In this context, a trigger is something that sets off a strong emotional response. I tend to think of myself as mentally well-balanced, so I was shocked to experience violent emotion without warning.
Jessica, Namine, and I were in church. There happened to be a baptism. A young woman had just finished the basic courses our church offers to those who wish to become members, and had never before been baptized.
Nothing was out of the ordinary. I certainly didn’t feel anything stronger than the vague comfort of seeing a Christian being confirmed in her faith. Namine, who was sitting between Jessica and myself, whispered “What’s going on?”
I whispered back, “The lady is getting baptized. The pastor will splash water on her, like John the Baptist did for Jesus when he was baptized.”
The pastor had just finished the introduction. The woman bent over the baptismal font, and the pastor said the words I still recall so clearly:
I baptize you in the name of the Father, and of the Son, and of the Holy Spirit. Receive the sign of the cross on the head and heart to mark you as a redeemed child of God.
I flashed back to Namine’s baptism. I was there, dressed in the yellow paper gown, breathing through the hot, sweaty, uncomfortable mask. My shaking hands held Namine’s baptismal cup, but I could barely feel it through the rubber gloves. I was afraid to get close, afraid to stay back, afraid for my daughter’s life. She couldn’t breathe. She was purple, literally purple.
Doctors crowded around her, taking measurements and talking to each other. Intubating her so she could get some oxygen, any oxygen at all. I was afraid, so afraid. I squeezed in between the doctors, dipping my gloved fingers into the water.
Shaking, I reached out and touched my daughter for the first time. I said the words, hardly intelligible even to myself through the mask and the tears. I said the words I’d heard so many times, the first words I ever said to her, and baptized my daughter.
Sitting there in church, all of a sudden I couldn’t see. I realized I was crying. I couldn’t swallow. It was hard to even breathe. My mouth had gone dry, and it felt like I had gravel in my throat.
Jessica saw that something was wrong, and leaned toward me. “Are you all right?”
I nodded. It was easier than saying, No, I’m not all right. I’m having some sort of emotional breakdown.
I excused myself and went into the bathroom. I washed my face several times, trying to catch my breath.
When I felt composed enough, I went back and sat next to Namine again. I didn’t understand what happened — I still don’t — but it seemed to be over.
Total honesty here: as I wrote the pastor’s words of baptism, I started crying again. I consider my memory a pretty reliable thing, but it’s far from eidetic. There are a few things I remember with photographic clarity, though. This is one of them. (Another is the day I married my best friend, Jessica.)

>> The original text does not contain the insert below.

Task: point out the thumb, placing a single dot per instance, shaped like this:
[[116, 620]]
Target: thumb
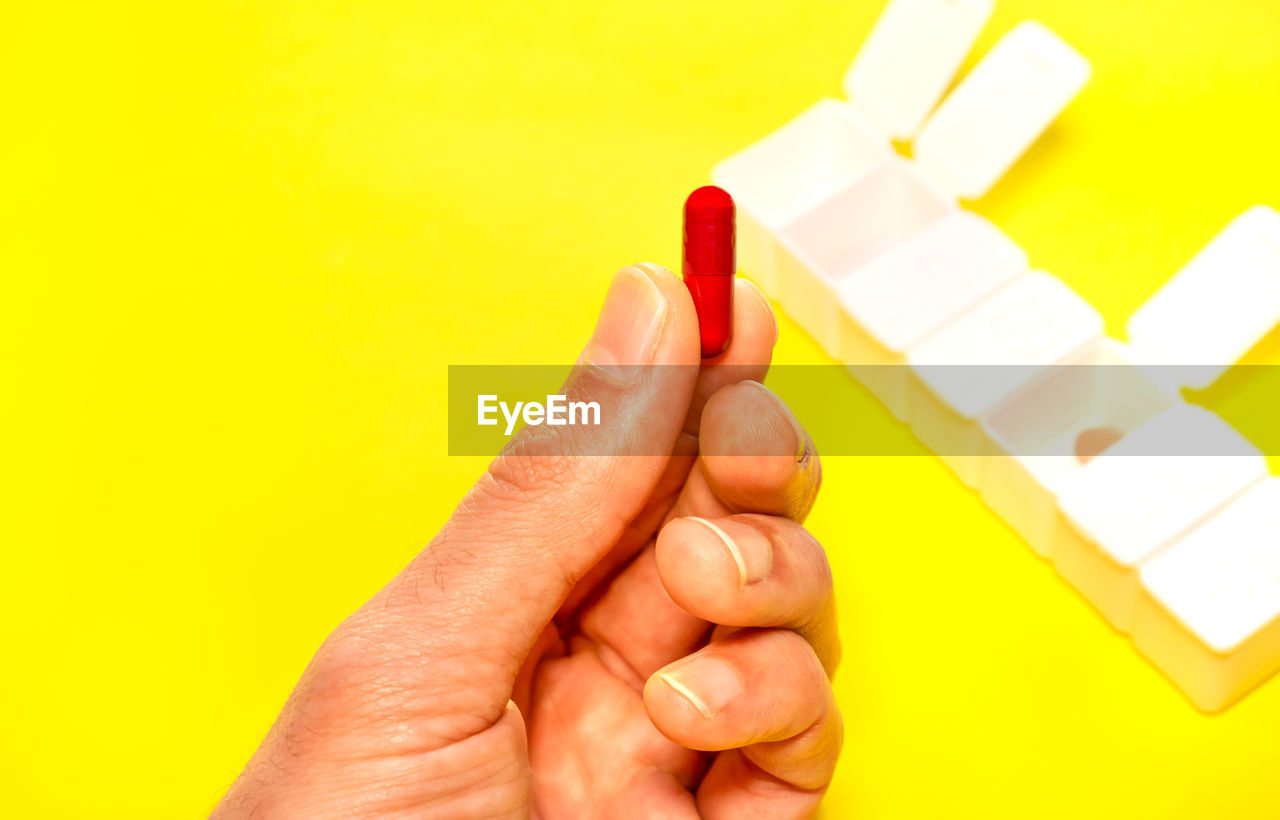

But this was the first time I saw my daughter, the first time I touched her (through hospital gloves, but the first touch nonetheless). Those words, words of comfort and faith, were the first I ever spoke to her.
It’s a bittersweet memory, because at the time, Namine’s life was uncertain. Doctors predicted — not cautioned, predicted — death. This was not hello, this was goodbye. That was what we thought.
I will not die but live, and will proclaim what the LORD has done.
Husbands imagine themselves strong. We tend to think ourselves the rock upon which our families are built, the unwavering foundation which never falters.
The uncomfortable truth is, we’re not. We’re just as fragile as our wives and children, and we all need each others’ help.
I am proud and humbled to say my family loves me. And we are all amazed at what God has done.